World’s Loneliest Man dies after avoiding contact from Humans for nearly 30 years (Photos)
A man known as “The Man of the Hole,” and the ‘World’s loneliest man’ has died in Brazil after avoiding contact with humans for nearly 30 years.
The unnamed man is reportedly the last known surviving member of an Amazon tribe in Brazil.
Brazil’s National Indian Foundation, FUNAI, announced the tribesman’s passing.
“(FUNAI) informs, with immense regret, the death of the indigenous known as ‘Tanaru Indian’ or ‘Hole Indian,’ who lived in voluntary isolation and was monitored and protected by Funai through the Ethnoenvironmental Protection Front.

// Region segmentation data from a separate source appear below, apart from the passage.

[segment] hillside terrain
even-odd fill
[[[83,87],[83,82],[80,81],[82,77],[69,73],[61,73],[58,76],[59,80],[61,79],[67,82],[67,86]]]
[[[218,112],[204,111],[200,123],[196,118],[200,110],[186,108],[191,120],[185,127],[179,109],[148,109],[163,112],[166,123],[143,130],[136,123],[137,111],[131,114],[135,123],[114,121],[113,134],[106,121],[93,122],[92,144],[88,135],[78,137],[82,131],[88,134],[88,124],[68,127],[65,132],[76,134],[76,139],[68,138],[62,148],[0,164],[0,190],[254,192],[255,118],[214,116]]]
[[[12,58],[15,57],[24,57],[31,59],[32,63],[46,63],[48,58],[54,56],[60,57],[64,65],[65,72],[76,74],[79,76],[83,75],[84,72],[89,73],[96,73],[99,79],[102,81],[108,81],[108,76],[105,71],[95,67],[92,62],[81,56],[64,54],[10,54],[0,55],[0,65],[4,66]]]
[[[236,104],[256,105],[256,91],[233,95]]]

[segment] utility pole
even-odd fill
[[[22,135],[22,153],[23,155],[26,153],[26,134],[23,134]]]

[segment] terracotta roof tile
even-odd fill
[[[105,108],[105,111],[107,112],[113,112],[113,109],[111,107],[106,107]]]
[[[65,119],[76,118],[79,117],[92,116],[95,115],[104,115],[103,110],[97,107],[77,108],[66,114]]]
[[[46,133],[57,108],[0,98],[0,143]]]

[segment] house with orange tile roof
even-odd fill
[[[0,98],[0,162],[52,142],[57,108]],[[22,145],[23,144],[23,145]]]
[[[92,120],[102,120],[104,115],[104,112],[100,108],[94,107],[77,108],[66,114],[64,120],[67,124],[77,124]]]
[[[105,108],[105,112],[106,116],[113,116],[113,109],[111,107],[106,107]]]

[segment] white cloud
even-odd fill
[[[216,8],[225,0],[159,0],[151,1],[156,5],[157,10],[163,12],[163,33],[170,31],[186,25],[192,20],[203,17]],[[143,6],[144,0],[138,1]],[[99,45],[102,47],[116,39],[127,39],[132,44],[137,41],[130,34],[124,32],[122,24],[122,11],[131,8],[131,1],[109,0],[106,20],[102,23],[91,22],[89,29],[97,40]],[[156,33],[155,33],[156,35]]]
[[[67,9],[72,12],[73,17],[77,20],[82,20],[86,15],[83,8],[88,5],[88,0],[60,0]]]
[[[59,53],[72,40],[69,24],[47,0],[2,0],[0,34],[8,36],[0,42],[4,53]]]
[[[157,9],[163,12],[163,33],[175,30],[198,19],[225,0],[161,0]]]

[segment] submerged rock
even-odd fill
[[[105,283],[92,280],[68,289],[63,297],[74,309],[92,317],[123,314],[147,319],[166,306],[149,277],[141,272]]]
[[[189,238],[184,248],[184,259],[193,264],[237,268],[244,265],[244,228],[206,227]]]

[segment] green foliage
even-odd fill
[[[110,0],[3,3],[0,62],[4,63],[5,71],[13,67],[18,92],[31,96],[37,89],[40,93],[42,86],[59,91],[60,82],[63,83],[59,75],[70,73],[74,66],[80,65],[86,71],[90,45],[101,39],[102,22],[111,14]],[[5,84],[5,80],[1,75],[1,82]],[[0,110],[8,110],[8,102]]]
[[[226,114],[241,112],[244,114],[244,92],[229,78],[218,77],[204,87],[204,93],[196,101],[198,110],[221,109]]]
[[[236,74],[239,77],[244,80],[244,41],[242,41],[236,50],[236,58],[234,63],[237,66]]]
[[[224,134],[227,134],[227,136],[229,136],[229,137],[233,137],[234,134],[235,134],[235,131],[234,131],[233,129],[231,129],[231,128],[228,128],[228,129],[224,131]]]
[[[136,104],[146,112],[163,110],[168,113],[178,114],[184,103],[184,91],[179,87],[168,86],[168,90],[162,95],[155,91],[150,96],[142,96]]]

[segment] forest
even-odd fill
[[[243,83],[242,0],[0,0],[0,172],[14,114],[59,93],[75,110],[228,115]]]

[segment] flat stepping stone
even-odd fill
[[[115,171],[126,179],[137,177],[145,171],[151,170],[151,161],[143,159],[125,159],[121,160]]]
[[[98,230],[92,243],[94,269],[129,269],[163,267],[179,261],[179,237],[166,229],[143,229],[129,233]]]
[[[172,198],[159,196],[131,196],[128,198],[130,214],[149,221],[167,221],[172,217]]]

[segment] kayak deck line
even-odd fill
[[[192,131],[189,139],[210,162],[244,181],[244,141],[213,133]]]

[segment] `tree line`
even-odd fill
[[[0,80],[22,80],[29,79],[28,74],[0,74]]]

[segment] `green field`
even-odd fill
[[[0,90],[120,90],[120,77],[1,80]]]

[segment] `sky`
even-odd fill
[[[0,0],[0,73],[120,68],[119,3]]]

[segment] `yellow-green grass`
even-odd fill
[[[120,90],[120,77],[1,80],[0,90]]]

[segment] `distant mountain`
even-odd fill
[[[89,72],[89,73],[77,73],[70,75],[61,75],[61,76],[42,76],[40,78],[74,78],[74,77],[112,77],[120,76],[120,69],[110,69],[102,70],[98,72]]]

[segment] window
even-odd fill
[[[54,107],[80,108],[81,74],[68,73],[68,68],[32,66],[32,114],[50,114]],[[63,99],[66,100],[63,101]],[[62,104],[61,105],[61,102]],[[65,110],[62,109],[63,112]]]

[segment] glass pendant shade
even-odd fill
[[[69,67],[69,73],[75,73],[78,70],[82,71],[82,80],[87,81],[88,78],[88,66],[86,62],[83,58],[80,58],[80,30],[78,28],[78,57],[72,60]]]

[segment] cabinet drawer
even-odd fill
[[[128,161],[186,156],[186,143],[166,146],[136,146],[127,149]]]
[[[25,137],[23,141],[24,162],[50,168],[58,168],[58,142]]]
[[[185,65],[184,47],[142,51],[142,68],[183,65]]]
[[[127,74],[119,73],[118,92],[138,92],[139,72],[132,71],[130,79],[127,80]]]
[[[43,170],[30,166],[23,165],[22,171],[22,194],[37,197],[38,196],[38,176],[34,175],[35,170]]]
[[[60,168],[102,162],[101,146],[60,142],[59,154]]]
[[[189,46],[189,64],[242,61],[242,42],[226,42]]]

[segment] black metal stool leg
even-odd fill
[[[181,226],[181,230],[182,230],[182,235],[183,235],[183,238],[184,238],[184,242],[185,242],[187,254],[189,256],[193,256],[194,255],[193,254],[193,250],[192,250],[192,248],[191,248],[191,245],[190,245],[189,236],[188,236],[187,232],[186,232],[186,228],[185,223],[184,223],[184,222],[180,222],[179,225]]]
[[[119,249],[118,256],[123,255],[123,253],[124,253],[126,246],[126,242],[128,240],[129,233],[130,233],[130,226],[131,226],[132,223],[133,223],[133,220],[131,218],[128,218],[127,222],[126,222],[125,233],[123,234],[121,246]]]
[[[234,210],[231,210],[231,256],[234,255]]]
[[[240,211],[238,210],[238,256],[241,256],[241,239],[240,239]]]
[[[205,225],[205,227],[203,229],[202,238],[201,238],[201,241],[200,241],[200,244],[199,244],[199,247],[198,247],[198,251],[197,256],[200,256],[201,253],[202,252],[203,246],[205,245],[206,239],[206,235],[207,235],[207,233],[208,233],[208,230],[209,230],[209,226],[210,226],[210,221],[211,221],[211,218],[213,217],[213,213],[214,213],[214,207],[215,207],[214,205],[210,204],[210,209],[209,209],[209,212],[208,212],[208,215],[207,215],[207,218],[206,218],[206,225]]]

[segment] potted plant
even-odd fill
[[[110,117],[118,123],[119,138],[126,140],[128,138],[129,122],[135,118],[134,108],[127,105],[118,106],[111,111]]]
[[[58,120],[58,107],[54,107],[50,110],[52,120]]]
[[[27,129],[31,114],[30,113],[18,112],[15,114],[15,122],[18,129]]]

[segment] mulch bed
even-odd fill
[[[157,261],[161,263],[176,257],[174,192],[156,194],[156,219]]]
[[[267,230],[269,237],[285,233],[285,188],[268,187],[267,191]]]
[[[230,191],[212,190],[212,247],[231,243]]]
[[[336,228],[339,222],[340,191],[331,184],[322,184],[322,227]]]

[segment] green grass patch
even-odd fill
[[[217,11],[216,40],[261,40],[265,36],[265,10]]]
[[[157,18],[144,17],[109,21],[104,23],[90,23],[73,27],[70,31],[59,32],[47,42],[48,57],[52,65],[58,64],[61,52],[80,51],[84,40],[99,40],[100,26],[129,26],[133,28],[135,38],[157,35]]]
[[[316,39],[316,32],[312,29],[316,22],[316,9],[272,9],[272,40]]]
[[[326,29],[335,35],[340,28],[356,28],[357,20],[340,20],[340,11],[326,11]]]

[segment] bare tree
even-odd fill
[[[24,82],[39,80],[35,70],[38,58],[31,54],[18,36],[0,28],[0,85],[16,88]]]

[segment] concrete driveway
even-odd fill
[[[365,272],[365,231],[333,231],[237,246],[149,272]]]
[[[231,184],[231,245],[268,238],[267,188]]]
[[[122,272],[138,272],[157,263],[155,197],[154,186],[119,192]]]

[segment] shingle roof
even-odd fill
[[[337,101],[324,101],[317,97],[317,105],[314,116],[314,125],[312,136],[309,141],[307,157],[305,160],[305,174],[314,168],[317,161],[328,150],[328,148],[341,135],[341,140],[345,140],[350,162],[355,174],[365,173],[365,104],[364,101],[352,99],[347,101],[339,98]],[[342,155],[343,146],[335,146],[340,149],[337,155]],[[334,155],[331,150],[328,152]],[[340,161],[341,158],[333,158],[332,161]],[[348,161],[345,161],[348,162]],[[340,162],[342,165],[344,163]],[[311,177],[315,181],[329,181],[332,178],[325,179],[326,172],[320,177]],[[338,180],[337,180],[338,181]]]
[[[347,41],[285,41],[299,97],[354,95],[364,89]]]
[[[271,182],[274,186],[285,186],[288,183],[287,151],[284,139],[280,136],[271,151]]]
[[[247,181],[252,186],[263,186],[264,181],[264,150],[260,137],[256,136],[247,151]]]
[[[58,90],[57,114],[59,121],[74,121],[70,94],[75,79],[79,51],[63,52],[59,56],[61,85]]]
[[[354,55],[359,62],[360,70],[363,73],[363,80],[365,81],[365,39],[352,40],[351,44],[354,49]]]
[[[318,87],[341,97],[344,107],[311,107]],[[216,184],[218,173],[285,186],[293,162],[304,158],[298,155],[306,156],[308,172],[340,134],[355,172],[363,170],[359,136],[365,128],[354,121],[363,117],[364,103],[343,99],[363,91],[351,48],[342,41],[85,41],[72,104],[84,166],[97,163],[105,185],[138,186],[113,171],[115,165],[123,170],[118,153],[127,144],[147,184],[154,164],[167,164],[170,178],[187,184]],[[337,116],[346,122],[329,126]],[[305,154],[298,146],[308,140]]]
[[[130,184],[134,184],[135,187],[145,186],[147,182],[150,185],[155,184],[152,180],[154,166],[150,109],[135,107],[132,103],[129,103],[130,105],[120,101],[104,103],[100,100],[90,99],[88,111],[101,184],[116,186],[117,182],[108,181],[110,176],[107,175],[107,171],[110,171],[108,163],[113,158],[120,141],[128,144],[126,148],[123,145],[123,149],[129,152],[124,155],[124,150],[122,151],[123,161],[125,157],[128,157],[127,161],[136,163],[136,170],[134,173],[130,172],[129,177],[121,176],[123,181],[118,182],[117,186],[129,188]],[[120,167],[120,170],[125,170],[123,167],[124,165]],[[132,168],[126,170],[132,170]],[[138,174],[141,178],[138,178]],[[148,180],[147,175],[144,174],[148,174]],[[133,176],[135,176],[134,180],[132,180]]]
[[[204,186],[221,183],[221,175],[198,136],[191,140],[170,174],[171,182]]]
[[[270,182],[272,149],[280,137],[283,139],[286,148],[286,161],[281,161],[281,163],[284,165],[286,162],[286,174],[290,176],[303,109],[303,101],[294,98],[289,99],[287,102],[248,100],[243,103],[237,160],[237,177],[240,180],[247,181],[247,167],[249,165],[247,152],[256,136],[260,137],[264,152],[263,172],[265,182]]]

Guaporé, in the state of Rondônia, about 26 years ago. The indigenous man was the only survivor of his community, of unknown ethnicity.” the agency said in a press release.
FUNAI reported that the man’s body was found in his hammock inside a hut last Tuesday by officials tasked with monitoring the remote Tanaru Indigenous Territory in Rondônia state in the western Brazilian Amazon, where he had been living in “voluntary isolation.”
The man, is believed to have been about 60 years old.
He was dubbed “The Man of the Hole” because of his habit of digging large, deep holes to trap animals and hide.
There were no signs of violence or struggle, and it appears he died of natural causes.
Brazil’s Federal Police will perform an autopsy on the man’s body and produce a report on the findings.
According to the non-profit organization Survival International, the “Man of the Hole” was the only inhabitant of Tanaru territory, which it described as “as a small island of forest in a sea of vast cattle ranches.”
The organization said that the rest of the tribe had been massacred in a series of attacks allegedly perpetrated by land-hungry cattle ranchers since the 1970s, with the last six members being exterminated in 1995.
Monitors had not encountered him again after that time, but they came across his straw huts and deep holes bristling with spikes that he dug to trap animals, or hide from outsiders.
Evidence at the scene suggested that the lone tribesman survived by planting corn and papaya.
“No outsider knew this man’s name, or even very much about his tribe – and with his death the genocide of his people is complete,” stated Fiona Watson, Survival International’s director of research and advocacy.
“For this was indeed a genocide – the deliberate wiping out of an entire people by cattle ranchers hungry for land and wealth.
“We can only imagine what horrors he had witnessed in his life, and the loneliness of his existence after the rest of his tribe were killed, but he determinedly resisted all attempts at contact, and made clear he just wanted to be left alone,” she said.
There are about 240 indigenous tribes in Brazil, with many under threat as illegal miners, loggers and farmers encroach onto their territory, warns Survival International, a pressure group fighting for the rights of indigenous people.